It's literally impossible to portray this in the movie, without extra dialogue or a fourth wall break. As a result, the version of Snow we got was more Hollywood. Shiny, nicer, and less complex. We lost the subtlety of the book as Snow recalled his environment (e.g. the red roped entrance to the arena, rather than the stiles) and people. The backstory about his father was also edited out, the audience never discovered the extent of his cruelty, or how the Snows lost their money in District 13’s supposed destruction. When Coryo is told he looks like his father at the end, we’ve no idea that’s a bad thing, or how deeply it affected Dean Casa Highbottom.
The first three Hunger Games books may have been in Katniss’ POV but she was a reasonably reliable narrator. Snow wasn’t. Katniss’ reactions (for the most part) matched her thoughts, and the reader trusted her. Snow was none of these things and that doesn’t translate well on screen without a mechanism to counter it, eg a voice-over.
Snow And Lucy Grey
Because we can’t see the inner workings of Snow’s mind, the movie turns Lucy and Snow into a standard romance, with a twist at the end. Susan Collins wrote this as so much more. Director, Francis Lawrence squeezed as much as he could into two hours and thirty-eight minutes, but in the book, these two met a lot more frequently. They were both bigger show-offs, doing it to gain favor with the audience (Lucy for food) rather than each other.

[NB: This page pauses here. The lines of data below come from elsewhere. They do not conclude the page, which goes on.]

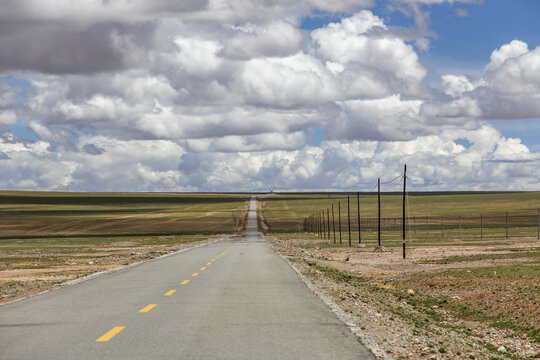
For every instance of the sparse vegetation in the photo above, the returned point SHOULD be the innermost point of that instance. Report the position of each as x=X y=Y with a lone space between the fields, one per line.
x=48 y=238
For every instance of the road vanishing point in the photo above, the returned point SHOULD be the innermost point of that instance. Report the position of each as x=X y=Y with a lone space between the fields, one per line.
x=232 y=299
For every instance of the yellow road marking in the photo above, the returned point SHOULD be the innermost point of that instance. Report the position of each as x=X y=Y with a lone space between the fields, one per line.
x=148 y=308
x=110 y=334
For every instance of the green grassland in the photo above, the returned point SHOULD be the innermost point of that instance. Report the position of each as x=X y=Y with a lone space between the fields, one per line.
x=47 y=238
x=47 y=214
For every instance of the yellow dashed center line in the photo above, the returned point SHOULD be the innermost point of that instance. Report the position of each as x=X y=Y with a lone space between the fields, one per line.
x=148 y=308
x=110 y=334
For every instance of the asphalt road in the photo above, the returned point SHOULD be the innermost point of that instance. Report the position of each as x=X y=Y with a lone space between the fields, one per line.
x=234 y=299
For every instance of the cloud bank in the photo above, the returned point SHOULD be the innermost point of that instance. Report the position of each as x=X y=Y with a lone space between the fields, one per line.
x=229 y=95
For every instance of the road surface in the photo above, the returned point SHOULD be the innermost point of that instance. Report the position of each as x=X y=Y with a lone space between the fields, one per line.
x=233 y=299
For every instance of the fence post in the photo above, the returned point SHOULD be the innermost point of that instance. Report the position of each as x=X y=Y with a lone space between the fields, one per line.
x=481 y=227
x=359 y=226
x=442 y=227
x=349 y=219
x=379 y=201
x=403 y=219
x=507 y=225
x=333 y=223
x=339 y=221
x=328 y=222
x=324 y=225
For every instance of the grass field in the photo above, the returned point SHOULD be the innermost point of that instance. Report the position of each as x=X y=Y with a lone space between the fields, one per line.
x=42 y=214
x=430 y=216
x=460 y=295
x=48 y=238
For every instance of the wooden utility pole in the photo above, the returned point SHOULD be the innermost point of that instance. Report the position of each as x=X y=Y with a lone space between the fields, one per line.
x=507 y=225
x=359 y=226
x=404 y=192
x=349 y=219
x=481 y=227
x=333 y=224
x=339 y=221
x=328 y=222
x=379 y=217
x=324 y=225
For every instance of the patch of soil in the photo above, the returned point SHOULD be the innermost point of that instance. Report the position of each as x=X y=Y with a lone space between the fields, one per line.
x=24 y=279
x=401 y=321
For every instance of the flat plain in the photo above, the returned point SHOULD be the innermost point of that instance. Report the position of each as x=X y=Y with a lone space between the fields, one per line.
x=462 y=292
x=47 y=238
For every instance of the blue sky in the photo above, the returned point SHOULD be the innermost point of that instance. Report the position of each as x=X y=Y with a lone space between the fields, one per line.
x=464 y=36
x=149 y=96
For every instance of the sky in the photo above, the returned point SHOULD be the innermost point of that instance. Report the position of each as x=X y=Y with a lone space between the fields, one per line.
x=287 y=95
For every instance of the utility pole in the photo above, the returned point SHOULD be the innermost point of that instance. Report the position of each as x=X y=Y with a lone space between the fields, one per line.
x=328 y=222
x=324 y=225
x=379 y=201
x=339 y=221
x=404 y=192
x=359 y=226
x=333 y=224
x=349 y=219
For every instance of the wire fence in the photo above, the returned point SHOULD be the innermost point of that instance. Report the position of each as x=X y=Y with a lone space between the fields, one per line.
x=503 y=225
x=495 y=225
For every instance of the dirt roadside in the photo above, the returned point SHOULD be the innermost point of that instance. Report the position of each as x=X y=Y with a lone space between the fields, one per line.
x=373 y=288
x=20 y=278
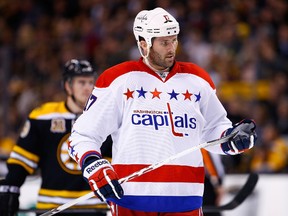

Snow uses the possessive language “my” and “mine” constantly when referring to Lucy. She was his victor, his prize. Collins showed his motivations in moving the relationship forward in print; jealousy or fear of the Capital, he saw her as an escape from his problems. But again, the film couldn’t do this without that Snow POV. Instead, we got a strange romance that made little sense on screen and had no chemistry.
Snow And Sejanus Plinth
This relationship was completely glossed over, as the limited time of the film forced the writers to focus on Lucy and the arena. Snow’s time with Sejanus (and the rest of the Peacekeepers) in twelve is crucial to who he became, and his understanding of the games. That makes it more important to the story than Lucy. Suzanne Collins expertly built to the moment of betrayal, making the reader not only love Sejanus, but his Ma as well. Just at the point where he called Snow his brother, Coriolanus had him hanged. The mechanism, which is a big point of tension in the book, wasn’t even shown on film. It was reduced to a single line in the last scene. A footnote.
Is That Tigris?
Yes, The Hunger Games: A Ballad of Songbird and Snakes’ Tigris is the same one that appeared in the main trilogy. Book Tigris did desperate things to keep the family afloat (including sex work), but the movie turned her into a watery version of herself, a wide-eyed naive younger cousin, with victory rolls in her hair. This is so at odds with the tiger-striped rebel that she became in the later Hunger Games series, that it’s hard to reconcile the two.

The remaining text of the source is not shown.